Third, the present lack of transparent strategic approaches raises concerns about oversight and the democratic goal of fostering informed political and public debate. It is important to engage society in the deliberation on countering cyber conflict short of war, not least because citizens, private companies, and public authorities are often the victims of such cyber operations. Ensuring a continuous debate on the political and military framing of malign cyber operations and the opportunities to counter them is vital to democratic governance. The current situation thus demands greater transparency and debate about the deployment of cyber power – for all purposes including countering cyber hostilities short of war – across society from parliamentary scrutiny over oversight bodies to the media. The discussion on how to categorise, react, and respond to cyber hostilities short of war cannot entirely be left to military or intelligence authorities and experts. While the exact capabilities and tasks of intelligence and military cyber units are much likely to remain secret and classified, the increased acknowledgement of their existence needs to be supplemented with a targeted effort to increase transparency as well as public and political debate about their role in defence and foreign policy.

Acknowledgements

This paper has been presented at the 2020 Hague Program for Cyber Norms Conference, 2020 Closing the Gap conference organised by the EU Cyber Direct and the Center for Advanced Security Theory research seminar at the University of Copenhagen. I would like to thank Jeppe Teglskov Jacobsen, Linda Monsees, Andrew Dwyer, Lilly P. Muller, Clare Stevens, Joe Burton and Aude Géry for their comments on previous drafts of this paper.

Disclosure statement

No potential conflict of interest was reported by the author(s).

Additional information

Funding

The author received funding from the Independent Research Fund Denmark to conduct this research. Danish Council for Independent Research [International Postdoc Grant/0166-00041B]; Samfund og Erhverv, Det Frie Forskningsråd [0166-41000B].

Notes

1 According to Jason Healey (Citation2019), the vision statement is “perhaps the single most important articulation of cyber policy in two decades”. Similarly, Robert Chesney and Max W. Smeets (Citation2020, p. 6) describes the U.S strategic shift as the biggest since the 1990s.

2 In general, both the policy and the academic development of cyber security have been strongly tied to the US (Warner Citation2012, Healey Citation2013, Cavelty and Egloff Citation2019).

3 Many European countries are ramping up on cyber forces, establishing cyber commands and releasing military cyber doctrines, including, but not limited to, Germany, Poland, Estonia, France, the UK, The Netherlands, Italy and Denmark. (Smeets Citation2019, Klimburg Citation2020).

4 The few exceptions to the US-focused studies exist primarily in blog format, as think-tank reports and in national outlets. See, e.g.
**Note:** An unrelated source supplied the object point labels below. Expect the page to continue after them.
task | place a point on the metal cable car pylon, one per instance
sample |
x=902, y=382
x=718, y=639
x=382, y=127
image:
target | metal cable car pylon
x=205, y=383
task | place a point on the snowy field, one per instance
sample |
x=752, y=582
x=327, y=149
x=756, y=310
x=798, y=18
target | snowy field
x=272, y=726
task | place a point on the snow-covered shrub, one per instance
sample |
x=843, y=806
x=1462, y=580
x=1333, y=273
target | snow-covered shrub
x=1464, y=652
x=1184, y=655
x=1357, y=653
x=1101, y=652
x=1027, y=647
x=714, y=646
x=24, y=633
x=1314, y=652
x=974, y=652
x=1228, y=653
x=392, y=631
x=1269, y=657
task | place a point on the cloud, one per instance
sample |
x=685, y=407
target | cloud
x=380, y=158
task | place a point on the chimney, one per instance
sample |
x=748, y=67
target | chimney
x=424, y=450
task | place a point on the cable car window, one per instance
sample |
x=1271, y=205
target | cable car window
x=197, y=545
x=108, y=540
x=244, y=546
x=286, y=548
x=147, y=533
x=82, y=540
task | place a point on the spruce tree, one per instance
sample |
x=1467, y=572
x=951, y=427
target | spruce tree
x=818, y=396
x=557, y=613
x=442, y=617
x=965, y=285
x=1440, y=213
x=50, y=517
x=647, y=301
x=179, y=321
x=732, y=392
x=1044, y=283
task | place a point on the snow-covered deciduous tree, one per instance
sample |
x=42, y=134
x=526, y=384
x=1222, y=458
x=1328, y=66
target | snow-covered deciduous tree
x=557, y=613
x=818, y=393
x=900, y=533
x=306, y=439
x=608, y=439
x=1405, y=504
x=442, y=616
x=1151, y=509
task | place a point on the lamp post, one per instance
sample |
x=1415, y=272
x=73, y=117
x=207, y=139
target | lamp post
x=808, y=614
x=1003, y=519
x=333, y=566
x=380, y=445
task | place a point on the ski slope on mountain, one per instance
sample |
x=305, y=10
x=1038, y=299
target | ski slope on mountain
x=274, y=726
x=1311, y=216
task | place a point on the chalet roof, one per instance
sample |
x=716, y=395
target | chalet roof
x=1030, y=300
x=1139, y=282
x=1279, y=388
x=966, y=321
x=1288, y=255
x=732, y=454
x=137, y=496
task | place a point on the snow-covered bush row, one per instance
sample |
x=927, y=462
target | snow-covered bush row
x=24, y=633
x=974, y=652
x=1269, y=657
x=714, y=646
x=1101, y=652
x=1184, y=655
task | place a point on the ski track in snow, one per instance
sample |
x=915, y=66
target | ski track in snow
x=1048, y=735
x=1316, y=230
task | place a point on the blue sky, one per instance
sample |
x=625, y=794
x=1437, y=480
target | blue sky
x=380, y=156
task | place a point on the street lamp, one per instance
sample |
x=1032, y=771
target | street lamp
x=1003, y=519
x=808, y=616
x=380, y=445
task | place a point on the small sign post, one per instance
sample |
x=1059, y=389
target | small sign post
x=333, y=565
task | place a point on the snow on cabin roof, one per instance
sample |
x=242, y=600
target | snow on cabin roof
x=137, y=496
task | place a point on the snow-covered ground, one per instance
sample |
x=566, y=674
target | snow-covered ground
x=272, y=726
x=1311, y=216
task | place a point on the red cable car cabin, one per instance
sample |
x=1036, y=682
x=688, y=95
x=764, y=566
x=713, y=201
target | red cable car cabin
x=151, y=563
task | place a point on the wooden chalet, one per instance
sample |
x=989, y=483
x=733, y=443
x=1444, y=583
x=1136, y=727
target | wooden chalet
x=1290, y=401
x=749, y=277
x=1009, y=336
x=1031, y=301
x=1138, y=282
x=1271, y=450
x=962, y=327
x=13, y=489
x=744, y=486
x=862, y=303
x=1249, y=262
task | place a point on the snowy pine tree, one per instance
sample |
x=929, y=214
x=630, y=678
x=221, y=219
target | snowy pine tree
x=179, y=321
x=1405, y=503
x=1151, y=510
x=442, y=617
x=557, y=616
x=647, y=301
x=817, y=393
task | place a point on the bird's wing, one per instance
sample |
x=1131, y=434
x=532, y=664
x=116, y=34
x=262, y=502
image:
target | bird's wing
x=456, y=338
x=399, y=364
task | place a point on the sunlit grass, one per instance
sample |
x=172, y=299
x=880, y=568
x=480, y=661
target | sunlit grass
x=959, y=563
Joe Devanny and Tim Stevens (Citation2021), Devanny, Joe and Dwyer, Andrew and Ertan, Amy and Stevens, Tim (Citation2021) and J.C. Klinkenberg and J.B. Dieker (Citation2021).

5 However, they do not discard that cyber means can be enablers of war.

6 See, e.g. the policy roundtable on cyber conflict as intelligence contest in Texas National Security Review (Citation2002).

7 Rewriting of Rita Abrahamsen (Citation2017).

8 The sources were chosen based on their relevance (e.g. key strategies), scope (e.g. blogposts on the French military cyber doctrine), and availability (e.g. English, French, Norwegian and Dutch language online sources).

9 The conversations with national representatives (MoD personal (in all three countries), intelligence personnel/cyber operations officers (in the Netherlands only) and researchers from the three countries took place in the Fall of 2019. Furthermore, several background conversations with researchers and policy professionals were conducted in 2019–2020. The data were collected with a promise of anonymity. By the request of the interviewees, the article does not include names, ranks or direct quotes.

10 In addition, official documents from the National Coordinator for Security and Counterterrorism – such as the 2018 Cyber Security Agenda and the 2020 Cyber Security Assessment for the Netherlands – bundles cyber risks from crime, espionage, sabotage and disinformation and relate them to national security.

11 Which is also evident in the 2019 annual report from the Military Security and Intelligence Service (The Dutch Military Security and Intelligence Service Citation2020). In its introduction, it recognises grey-zone conflict and competition, including digital threats, as a major concern.

12 MIVD and DCC operate under different political and legal mandates. The DCC, located under the commander-in-chief of the Dutch Armed Forces since 2018, became operational by the end of 2015 (Ducheine and Pijpers Citation2020).

13 See Ducheine et al. (Citation2020) for further elaboration on legal mandate and political decision making when it comes to the deployment of military cyber operations in the Netherlands.

14 The Dutch intelligence services is known for having disrupted the Russian hacker-groups Cozy Bear and Fance Bear (Hogeveen Citation2018) as well as the Russian military intelligence service Gru (Crerar et al. Citation2018). Some of this work is undertaken in collaboration with the civilian General Intelligence and Security Service (AIVD) in the Joint SIGINT Cyber Unit (JSCU).

15 The MIVD is mandated by the Intelligence and Security Services Act (Wet op de Inlichtingen en Veiligheidsdiensten, WIV). It allows the MIVD to conduct intelligence operations in foreign system and networks.

16 As stressed by Delerue et al. (Citation2019), “before the creation of the commander of cyber defense, the ‘officier général cyberdéfense’ was involved in military operations – reflecting that France already had an operational vision of cyber space – but with fewer prerogatives”.

17 For an overview of previous French cyber security and defence efforts see Darwish and Romaniuk (Citation2020).

18 The Military planning law of 2013 authorises ANSSI to conduct, under certain conditions, disruptive cyber operations. Thanks to Aude Géry for pointing this out.

19 There are cases where the DGSE can assist ANSSI and COMCYBER (Secrétariat général de la défense et de la sécurité nationale Citation2018, p. 47 and 51).

20 The author's translation.

21 For an overview of technology competition and implications for Europe see Breitenbauch and Liebetrau (Citation2021).

22 See, e.g. the work of Colin Gray (Citation1999) for on strategic culture for how viewpoints and traditions within armed forces impact strategic orientation.

23 NATO has declared cyberspace to be a military domain and continue to develop its integration of member state cyber effects into NATO operations. However, as pointed out by Jacobsen (Citation2021, p. 719), “a more active NATO in the current strategic environment increases the risk that the existing intelligence norm will be undermined and replaced by a more militarized norm”. Moreover, as stressed by Smeets (Citation2020), the US ambition of persistent engagement and defend forward might create division internally among NATO members.

24 EU has put in place a broad range of regulatory and policy instruments relating to cyber security. Among these are its sanctions tool the “cyber diplomacy toolbox” and an “EU Toolbox for 5G security”. In December 2020, a new EU cybersecurity strategy suggested the creation of a European Cyber Shield.

25 This includes e.g. the five eyes, nine eyes and thirteen eyes intelligence cooperation.

26 The NATO leaders agreed on this at the 2021 Brussels Summit.